Total revenues. In 2020, total revenues were NIS 3,189 million (US\$ 992 million), a decrease of 1% from NIS 3,234 million in 2019.
Revenues from services. Service revenues in 2020 totaled NIS 2,508 million (US\$ 780 million), a decrease of 2% from NIS 2,560 million in 2019.
Revenues from equipment. Equipment revenues in 2020 totaled NIS 681 million (US\$ 212 million), an increase of 1% from NIS 674 million in 2019, principally reflecting significant increases in sales of cellular equipment to wholesale customers and of fixed-line equipment for both business and private customers. These increases in sales were partially offset by lower volumes of retail sales of cellular equipment following the closure of some sales points during certain COVID-19-related lockdown periods during the year.

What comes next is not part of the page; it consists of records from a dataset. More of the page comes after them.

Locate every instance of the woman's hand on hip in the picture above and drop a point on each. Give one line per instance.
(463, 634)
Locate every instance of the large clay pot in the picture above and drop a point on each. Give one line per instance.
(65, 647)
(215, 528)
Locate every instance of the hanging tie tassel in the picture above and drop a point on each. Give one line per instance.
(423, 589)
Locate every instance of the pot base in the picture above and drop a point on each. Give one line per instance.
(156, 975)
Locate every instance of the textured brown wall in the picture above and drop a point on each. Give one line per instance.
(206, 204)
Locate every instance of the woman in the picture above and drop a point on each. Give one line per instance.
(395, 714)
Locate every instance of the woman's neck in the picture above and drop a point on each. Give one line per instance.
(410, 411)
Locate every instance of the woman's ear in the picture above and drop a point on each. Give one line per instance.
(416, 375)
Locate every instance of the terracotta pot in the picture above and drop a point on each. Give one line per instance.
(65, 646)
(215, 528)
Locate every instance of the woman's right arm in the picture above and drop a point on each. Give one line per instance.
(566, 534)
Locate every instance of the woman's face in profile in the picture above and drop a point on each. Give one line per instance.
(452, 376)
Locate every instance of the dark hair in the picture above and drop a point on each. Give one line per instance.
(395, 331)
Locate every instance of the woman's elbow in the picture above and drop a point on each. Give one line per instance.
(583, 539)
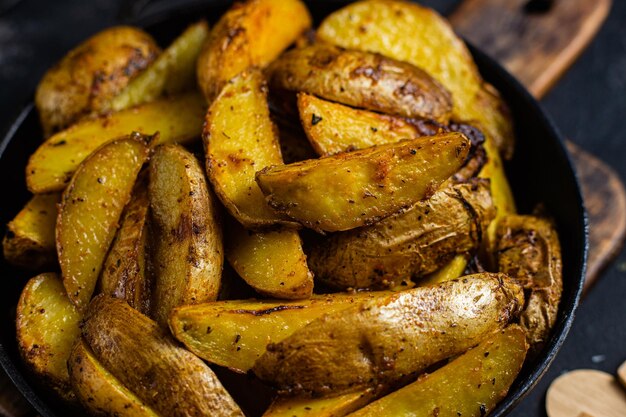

Gross profit from service revenues. The gross profit from service revenues in 2020 was NIS 380 million (US\$ 118 million), compared with NIS 383 million in 2019, a decrease of 1%. This decrease largely reflected the negative impact of the COVID-19 on revenues from roaming services, which was partially offset by the positive contribution from the growth in internet and TV services. In addition, the decrease in revenues was partially offset by a decrease in depreciation and amortization expenses, the cost-cutting measures taken to mitigate the impact of the COVID-19 crisis, and the receipt in 2020 of a governmentmandated refund from Bezeq of approximately NIS 20 million of payments for access to the wholesale internet infrastructure in previous years. See also note 22 to our consolidated financial statements.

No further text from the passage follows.